Patrick Malone, The Seattle Times on

Published in Business News

Boeing’s conspicuous manufacturing woes and the resulting scrutiny from regulators, Congress and the flying public cast a shadow Friday over the company’s annual shareholder meeting.

In his opening speech, Steve Mollenkopf, independent chair of the Boeing board of directors, addressed wounds to the company’s reputation suffered since the midair blowout of a fuselage panel in January.

Mollenkopf vowed to “regain the trust lost in recent times, get back on track and become the company that we all know Boeing can and must be every day,” with the caveat that “recent events make it absolutely clear that we have much work to do.”

Even so, the chairman said, “the Boeing board remains fully confident in our future.”

The annual shareholder event comes at a critical moment for Boeing. Boeing brought commercial air travel to the masses and anchored the economy of the Seattle area for the better part of a century. But as the aerospace giant concludes perhaps the grimmest five-year run in its storied history, it’s facing intense scrutiny from Congress and the Federal Aviation Administration over its commitment to quality and willingness to listen when its workers flag manufacturing errors.

Congressional hearings in the wake of international crashes of Boeing Max 8 aircraft in 2018 and 2019 that killed nearly 350 passengers dragged Boeing for its responses to employees who had flagged manufacturing deficiencies. The hearings featured testimony from people who said they faced retaliation for relating anomalies, and evidence that workers had become reluctant to speak up because of managers’ negative responses. Those hearings concluded that prioritizing the profits that reward stockholders overshadowed Boeing’s commitment to safety.

 

In the aftermath of the January fuselage-panel blowout, still more congressional hearings are being held. Whistleblowers again described experiences that signaled Boeing’s refusal to take seriously internal criticism or troubling observations from employees. The deaths of two high-profile whistleblowers this year have drawn added attention to the company’s treatment of internal critics.

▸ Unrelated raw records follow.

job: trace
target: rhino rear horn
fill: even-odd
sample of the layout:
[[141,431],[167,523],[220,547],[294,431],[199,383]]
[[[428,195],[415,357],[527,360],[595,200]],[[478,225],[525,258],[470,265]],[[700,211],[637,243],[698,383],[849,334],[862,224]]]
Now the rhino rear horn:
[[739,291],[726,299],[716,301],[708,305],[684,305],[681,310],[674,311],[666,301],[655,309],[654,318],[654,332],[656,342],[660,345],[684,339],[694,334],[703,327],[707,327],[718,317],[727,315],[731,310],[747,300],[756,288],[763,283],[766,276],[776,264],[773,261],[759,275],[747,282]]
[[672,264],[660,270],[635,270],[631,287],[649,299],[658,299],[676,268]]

“A strong company listens to its people,” Dave Calhoun, the outgoing Boeing CEO, told shareholders Friday. “It listens to its critics.”

Since the January blowout, more than 70,000 of Boeing’s 170,000 workers took part in “quality stand downs” that generated tens of thousands of ideas for safety improvement, Calhoun said. Over the same span, he said the company experienced a fivefold increase in reports from employees about quality concerns.

“That signals real progress toward a robust reporting culture,” Calhoun said.